“A very significant number” of Eritreans are fleeing a country “that is not in a situation of conflict or unrest” to seek a life free from fear, the head of a UN-appointed commission of inquiry on human rights in the east African nation told the UN General Assembly today.
“That so many people feel the need to flee their birth place in order to live a decent life free from fear is an extraordinary indictment of the government that has controlled Eritrea since independence more than 20 years ago,” Mike Smith, Chair of the Commission of Inquiry on Human Rights in Eritrea, told the Third Committee of the General Assembly.
Mr. Smith listed factors forcing the “alarming exodus.”
“No elections since 1993. No independent press since 2001. Ongoing restrictions of all freedoms: movement, expression, religion, association. Arbitrary arrests with no fair trials or no trials at all. Forced labour; torture,” he said.

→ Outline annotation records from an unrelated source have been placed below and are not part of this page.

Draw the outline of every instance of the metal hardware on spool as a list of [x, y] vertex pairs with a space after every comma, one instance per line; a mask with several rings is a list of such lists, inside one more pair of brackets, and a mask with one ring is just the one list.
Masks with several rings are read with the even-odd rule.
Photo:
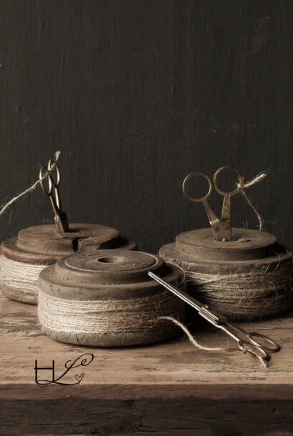
[[[224, 171], [224, 169], [234, 169], [238, 174], [239, 180], [239, 186], [234, 191], [231, 191], [229, 192], [226, 192], [225, 191], [222, 191], [219, 188], [217, 177], [219, 174]], [[187, 183], [188, 182], [195, 177], [196, 176], [200, 176], [207, 179], [209, 182], [209, 192], [204, 197], [202, 198], [194, 198], [191, 195], [189, 195], [187, 192]], [[202, 172], [192, 172], [189, 174], [183, 182], [182, 189], [183, 193], [185, 197], [190, 200], [191, 202], [194, 202], [196, 203], [203, 203], [204, 206], [204, 209], [207, 212], [207, 215], [209, 218], [209, 223], [212, 227], [212, 229], [214, 234], [214, 237], [217, 241], [222, 241], [222, 242], [228, 242], [232, 240], [232, 233], [231, 229], [231, 197], [233, 195], [236, 195], [238, 194], [241, 189], [243, 188], [244, 185], [244, 178], [243, 175], [240, 172], [238, 168], [235, 167], [232, 167], [231, 165], [225, 165], [224, 167], [221, 167], [214, 174], [214, 185], [212, 182], [211, 178], [206, 174]], [[223, 200], [223, 207], [222, 210], [222, 216], [221, 219], [219, 219], [214, 209], [212, 207], [211, 204], [208, 201], [208, 199], [211, 197], [212, 193], [213, 192], [213, 187], [216, 191], [224, 197]]]
[[[69, 308], [71, 307], [70, 302], [77, 304], [77, 307], [79, 307], [79, 304], [82, 306], [82, 303], [92, 302], [99, 304], [99, 302], [106, 300], [109, 305], [112, 302], [118, 302], [123, 311], [127, 302], [134, 300], [134, 313], [136, 314], [136, 319], [137, 317], [139, 318], [140, 302], [149, 297], [159, 298], [162, 292], [166, 294], [164, 288], [148, 276], [149, 271], [157, 272], [169, 283], [177, 284], [179, 286], [182, 286], [184, 283], [184, 275], [179, 268], [166, 264], [162, 258], [149, 253], [126, 250], [97, 250], [81, 252], [60, 259], [55, 264], [43, 269], [39, 278], [39, 316], [43, 332], [61, 342], [99, 347], [150, 344], [173, 337], [177, 332], [178, 327], [168, 321], [164, 321], [163, 324], [161, 324], [159, 327], [152, 322], [151, 327], [146, 330], [139, 328], [139, 326], [137, 328], [134, 325], [131, 327], [131, 331], [126, 333], [121, 331], [101, 332], [98, 325], [98, 314], [97, 323], [94, 323], [93, 330], [87, 331], [86, 333], [84, 331], [79, 333], [78, 328], [74, 327], [74, 334], [72, 335], [70, 334], [72, 324], [69, 312], [64, 310], [62, 319], [65, 321], [62, 322], [65, 324], [60, 328], [60, 331], [58, 322], [55, 322], [56, 328], [51, 326], [49, 322], [46, 325], [46, 322], [42, 322], [40, 312], [43, 313], [44, 311], [46, 319], [50, 316], [49, 312], [47, 312], [49, 310], [47, 305], [42, 303], [44, 295], [46, 298], [56, 298], [58, 302], [65, 302], [64, 304], [68, 302]], [[169, 299], [169, 294], [166, 295]], [[183, 312], [184, 304], [172, 298], [172, 304], [176, 308], [175, 315], [179, 315]], [[147, 302], [144, 304], [147, 304]], [[156, 303], [156, 307], [157, 309], [160, 307], [159, 300]], [[81, 317], [81, 309], [80, 310], [79, 313]], [[92, 317], [95, 316], [94, 309], [91, 309], [90, 313], [92, 322]], [[99, 312], [96, 313], [99, 314]], [[146, 313], [149, 313], [151, 317], [154, 316], [152, 311]], [[110, 325], [113, 317], [117, 316], [116, 314], [117, 312], [110, 307], [109, 313], [106, 313], [106, 319]], [[83, 319], [80, 319], [81, 330], [83, 325], [84, 330], [86, 313], [84, 317], [84, 324]], [[127, 312], [125, 312], [125, 318], [126, 322]], [[69, 332], [66, 332], [66, 325], [67, 319], [69, 319]], [[118, 322], [119, 325], [123, 325], [124, 321], [125, 319]], [[77, 322], [79, 322], [79, 319]], [[90, 328], [91, 329], [91, 327]]]
[[[53, 177], [53, 173], [56, 172], [56, 180]], [[46, 189], [44, 182], [44, 179], [47, 179], [49, 183], [48, 190]], [[62, 211], [62, 205], [59, 192], [60, 184], [60, 169], [58, 164], [54, 159], [50, 159], [48, 163], [48, 168], [42, 167], [39, 172], [39, 180], [42, 191], [51, 200], [51, 204], [54, 212], [54, 221], [59, 233], [65, 233], [69, 232], [69, 226], [68, 224], [67, 217], [64, 212]]]
[[[33, 226], [19, 232], [16, 237], [4, 241], [1, 254], [11, 261], [31, 265], [49, 265], [60, 257], [87, 249], [137, 249], [136, 242], [123, 237], [117, 229], [91, 224], [71, 224], [70, 232], [59, 234], [54, 224]], [[2, 280], [4, 295], [23, 302], [36, 304], [37, 296], [17, 290]]]
[[[237, 189], [226, 192], [219, 187], [217, 177], [222, 171], [229, 168], [237, 172], [239, 180]], [[197, 176], [206, 178], [209, 185], [207, 194], [200, 199], [192, 197], [187, 190], [188, 182]], [[245, 189], [264, 177], [264, 174], [259, 174], [244, 184], [243, 175], [239, 170], [228, 165], [216, 172], [214, 183], [204, 173], [195, 172], [187, 176], [183, 183], [184, 194], [192, 202], [204, 203], [212, 228], [180, 233], [176, 237], [174, 242], [164, 245], [159, 250], [159, 255], [166, 262], [178, 265], [184, 270], [187, 291], [191, 296], [198, 298], [203, 304], [208, 304], [212, 310], [221, 312], [230, 319], [253, 319], [276, 314], [289, 309], [293, 302], [293, 294], [289, 292], [293, 280], [292, 254], [290, 251], [279, 245], [277, 238], [269, 233], [231, 227], [230, 199], [238, 192], [244, 194], [259, 219], [260, 215], [247, 197]], [[208, 202], [214, 187], [224, 197], [220, 219]], [[284, 277], [282, 274], [284, 274]], [[266, 283], [266, 277], [269, 277], [272, 282]], [[254, 294], [255, 301], [260, 298], [262, 286], [267, 289], [267, 294], [271, 292], [271, 303], [269, 300], [264, 301], [262, 310], [261, 303], [259, 303], [259, 312], [267, 315], [258, 314], [257, 308], [252, 308], [247, 315], [243, 309], [243, 314], [241, 314], [238, 313], [240, 310], [237, 312], [237, 302], [235, 299], [232, 301], [232, 297], [229, 299], [229, 295], [234, 295], [233, 298], [237, 299], [237, 291], [240, 284], [241, 289], [247, 291], [247, 287], [251, 287], [253, 294], [254, 279], [257, 279], [255, 289], [259, 289], [259, 294], [257, 292]], [[241, 284], [240, 280], [242, 281]], [[229, 283], [233, 283], [230, 287]], [[283, 285], [283, 283], [286, 284]], [[272, 302], [274, 297], [277, 302], [274, 305]], [[239, 298], [245, 299], [244, 291]], [[279, 303], [277, 301], [277, 298]], [[254, 301], [252, 297], [249, 301]], [[231, 307], [228, 309], [230, 302]], [[270, 304], [272, 313], [269, 311]], [[249, 307], [249, 304], [247, 306]]]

He also noted that the report of his Inquiry, presented to the UN Human Rights Council in June of this year, “goes a long way to explaining why the number of Eritreans fleeing the country towards Europe has grown steadily since 2001 and has accelerated with a growth of more than 150 per cent between 2013 and 2014.”
“The international community, in the form of the Human Rights Council, has responded to the dramatic nature of these findings by reiterating its deep concern at the ongoing reports of grave violations of human rights,” Mr. Smith said.
He went on to say that the Council, “in an unprecedented move” for a county not at war has decided to extend the mandate of the commission for another year to investigate “systematic, widespread and gross violations of human rights in Eritrea with a view ensuring full accountability including where these violations may amount to crimes against humanity.”